End to End ML Project

Project Description

This project demonstrates how to build an ML app using FastAPI and Docker.

In this project, we used a dataset called Car Insurance Data, which is a company's annual car insurance data. Our aim in the project is to find real customer behaviors through the data.

If a costumer has claimed his or her loan, the outcome column shows 1; otherwise, it shows 0.

Installation

1) Clone the repository

https://github.com/SBeyzaEryilmaz/Task1.git

2) Create the virtual environment and install dependencies

poetry install

See the poetry docs for details on how to add/update dependencies.

3) Run the app

poetry run python main.py

Requirements

main.py Description

This section provides general information about the main.py and the overall CLI.

options:
  -h, --help            show this help message and exit
  --ref_data_path REF_DATA_PATH
                        Path to the dataset
  --tar_data_path TAR_DATA_PATH
                        Path to the dataset
  --model_output_folder MODEL_OUTPUT_FOLDER
                        Folder to save the model
  --monitoring_output_folder MONITORING_OUTPUT_FOLDER
                        Folder to save the monitoring results
  --data_visualization DATA_VISUALIZATION
                        Whether to visualize the data
  --train_model TRAIN_MODEL
                        Whether to train the model
  --monitor_model MONITOR_MODEL
                        Whether to monitor the model

Usage:

python main.py [-h] [--ref_data_path REF_DATA_PATH] [--tar_data_path TAR_DATA_PATH]
                    [--model_output_folder MODEL_OUTPUT_FOLDER] [--monitoring_output_folder MONITORING_OUTPUT_FOLDER]
                    [--data_visualization DATA_VISUALIZATION]
                    [--train_model TRAIN_MODEL] [--monitor_model MONITOR_MODEL]

Data Drift Report

Data drift refers to the phenomenon in which the statistical properties of a dataset used for training a machine learning model change over time. This can occur for various reasons, including shifts in the underlying population, changes in data collection methods, or alterations in the environment in which the data is generated.
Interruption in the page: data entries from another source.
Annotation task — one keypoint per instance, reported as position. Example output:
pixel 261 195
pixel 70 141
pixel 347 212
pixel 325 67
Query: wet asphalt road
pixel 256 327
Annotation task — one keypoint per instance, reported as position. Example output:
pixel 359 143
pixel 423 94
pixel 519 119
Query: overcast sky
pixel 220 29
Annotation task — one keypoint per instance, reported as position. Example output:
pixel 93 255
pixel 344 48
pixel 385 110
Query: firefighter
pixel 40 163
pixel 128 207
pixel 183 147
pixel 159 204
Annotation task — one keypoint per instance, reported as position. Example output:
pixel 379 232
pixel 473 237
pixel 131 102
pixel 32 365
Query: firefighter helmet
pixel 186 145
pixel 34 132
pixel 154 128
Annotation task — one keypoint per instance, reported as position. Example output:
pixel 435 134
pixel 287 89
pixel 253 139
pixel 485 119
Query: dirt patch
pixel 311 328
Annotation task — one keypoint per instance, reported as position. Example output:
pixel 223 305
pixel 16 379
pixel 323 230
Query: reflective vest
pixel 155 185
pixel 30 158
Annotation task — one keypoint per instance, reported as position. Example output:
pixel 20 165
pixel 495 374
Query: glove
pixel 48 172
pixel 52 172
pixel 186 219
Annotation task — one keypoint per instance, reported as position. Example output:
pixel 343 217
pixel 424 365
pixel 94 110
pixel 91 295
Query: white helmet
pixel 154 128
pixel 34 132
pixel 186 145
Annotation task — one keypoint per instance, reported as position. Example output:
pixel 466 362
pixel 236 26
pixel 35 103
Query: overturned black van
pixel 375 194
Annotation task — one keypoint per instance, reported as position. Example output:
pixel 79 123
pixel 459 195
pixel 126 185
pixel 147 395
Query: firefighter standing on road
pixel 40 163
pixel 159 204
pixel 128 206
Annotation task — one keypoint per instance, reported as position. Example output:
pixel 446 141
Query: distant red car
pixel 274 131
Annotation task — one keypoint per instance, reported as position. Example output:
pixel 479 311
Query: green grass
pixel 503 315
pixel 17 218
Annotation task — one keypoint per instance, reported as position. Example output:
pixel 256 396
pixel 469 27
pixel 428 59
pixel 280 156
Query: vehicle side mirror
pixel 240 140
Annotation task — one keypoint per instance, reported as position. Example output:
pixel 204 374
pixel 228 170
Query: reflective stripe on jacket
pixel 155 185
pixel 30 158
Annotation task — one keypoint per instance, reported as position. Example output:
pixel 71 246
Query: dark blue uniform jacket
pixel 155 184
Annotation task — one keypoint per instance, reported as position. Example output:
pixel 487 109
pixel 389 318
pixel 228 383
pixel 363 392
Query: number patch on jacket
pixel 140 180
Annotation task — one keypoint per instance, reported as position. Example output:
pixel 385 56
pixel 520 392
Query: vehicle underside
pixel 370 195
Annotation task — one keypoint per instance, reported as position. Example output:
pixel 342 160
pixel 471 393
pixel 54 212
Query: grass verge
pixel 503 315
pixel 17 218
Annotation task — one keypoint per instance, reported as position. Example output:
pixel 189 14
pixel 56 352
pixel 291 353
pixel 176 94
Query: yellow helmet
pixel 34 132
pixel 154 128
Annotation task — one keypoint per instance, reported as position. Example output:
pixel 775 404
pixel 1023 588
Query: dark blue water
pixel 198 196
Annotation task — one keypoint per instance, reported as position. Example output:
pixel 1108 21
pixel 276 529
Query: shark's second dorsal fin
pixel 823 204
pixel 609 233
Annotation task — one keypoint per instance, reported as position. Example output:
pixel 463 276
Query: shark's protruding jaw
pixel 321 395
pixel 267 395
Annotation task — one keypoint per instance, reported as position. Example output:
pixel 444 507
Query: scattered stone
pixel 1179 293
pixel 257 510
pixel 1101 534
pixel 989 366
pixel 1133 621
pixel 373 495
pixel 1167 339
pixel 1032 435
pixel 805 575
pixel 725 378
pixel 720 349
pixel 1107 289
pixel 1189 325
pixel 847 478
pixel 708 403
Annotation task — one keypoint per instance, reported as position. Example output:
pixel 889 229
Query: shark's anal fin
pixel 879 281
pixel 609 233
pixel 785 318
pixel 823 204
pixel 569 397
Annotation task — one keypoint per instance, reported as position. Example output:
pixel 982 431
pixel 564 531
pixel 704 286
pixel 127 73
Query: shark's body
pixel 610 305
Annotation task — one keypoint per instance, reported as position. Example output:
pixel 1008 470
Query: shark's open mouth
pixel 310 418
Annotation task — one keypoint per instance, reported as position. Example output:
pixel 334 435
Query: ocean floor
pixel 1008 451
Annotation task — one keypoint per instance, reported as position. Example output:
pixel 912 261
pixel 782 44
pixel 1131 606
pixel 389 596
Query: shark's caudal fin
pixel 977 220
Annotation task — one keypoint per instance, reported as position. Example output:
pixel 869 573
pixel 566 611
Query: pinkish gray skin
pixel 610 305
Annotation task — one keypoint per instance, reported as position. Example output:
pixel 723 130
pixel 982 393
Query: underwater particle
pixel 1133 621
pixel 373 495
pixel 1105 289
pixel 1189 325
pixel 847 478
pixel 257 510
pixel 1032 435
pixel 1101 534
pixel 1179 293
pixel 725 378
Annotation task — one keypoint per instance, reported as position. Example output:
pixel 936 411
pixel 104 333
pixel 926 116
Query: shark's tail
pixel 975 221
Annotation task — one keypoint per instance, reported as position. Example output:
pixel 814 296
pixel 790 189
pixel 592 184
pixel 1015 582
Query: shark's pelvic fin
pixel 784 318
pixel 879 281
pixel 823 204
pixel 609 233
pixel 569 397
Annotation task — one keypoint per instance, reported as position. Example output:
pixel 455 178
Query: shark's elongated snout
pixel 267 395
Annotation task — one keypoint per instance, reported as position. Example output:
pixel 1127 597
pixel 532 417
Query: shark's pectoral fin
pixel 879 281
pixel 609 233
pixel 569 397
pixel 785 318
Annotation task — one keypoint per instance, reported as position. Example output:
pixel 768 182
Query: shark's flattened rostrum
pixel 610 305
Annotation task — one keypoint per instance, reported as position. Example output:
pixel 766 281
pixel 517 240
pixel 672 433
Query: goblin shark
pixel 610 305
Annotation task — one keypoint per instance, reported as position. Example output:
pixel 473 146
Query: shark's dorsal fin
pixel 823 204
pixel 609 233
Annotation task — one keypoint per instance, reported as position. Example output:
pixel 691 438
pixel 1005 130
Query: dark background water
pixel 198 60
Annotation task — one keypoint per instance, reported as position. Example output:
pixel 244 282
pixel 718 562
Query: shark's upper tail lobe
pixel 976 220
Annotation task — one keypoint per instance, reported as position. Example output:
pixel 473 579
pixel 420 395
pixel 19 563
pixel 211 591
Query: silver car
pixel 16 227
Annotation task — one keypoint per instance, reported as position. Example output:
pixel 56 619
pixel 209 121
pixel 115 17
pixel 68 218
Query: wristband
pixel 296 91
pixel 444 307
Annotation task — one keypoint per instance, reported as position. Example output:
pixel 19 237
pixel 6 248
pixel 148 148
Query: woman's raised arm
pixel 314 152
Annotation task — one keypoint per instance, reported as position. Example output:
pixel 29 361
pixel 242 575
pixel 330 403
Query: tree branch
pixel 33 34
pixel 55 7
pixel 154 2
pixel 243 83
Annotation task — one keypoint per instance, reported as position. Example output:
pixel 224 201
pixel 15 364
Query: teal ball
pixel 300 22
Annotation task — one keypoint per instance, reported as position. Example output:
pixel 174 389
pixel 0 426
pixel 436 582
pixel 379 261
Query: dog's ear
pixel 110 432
When data drift happens, it can have a negative impact on the performance of machine learning models. Models trained on historical data may become less accurate or even fail to make accurate predictions when applied to new data that exhibits drift.

The Data Drift report helps detect and explore changes in the input data. Applies as suitable drift detection method for numerical, categorical or text features.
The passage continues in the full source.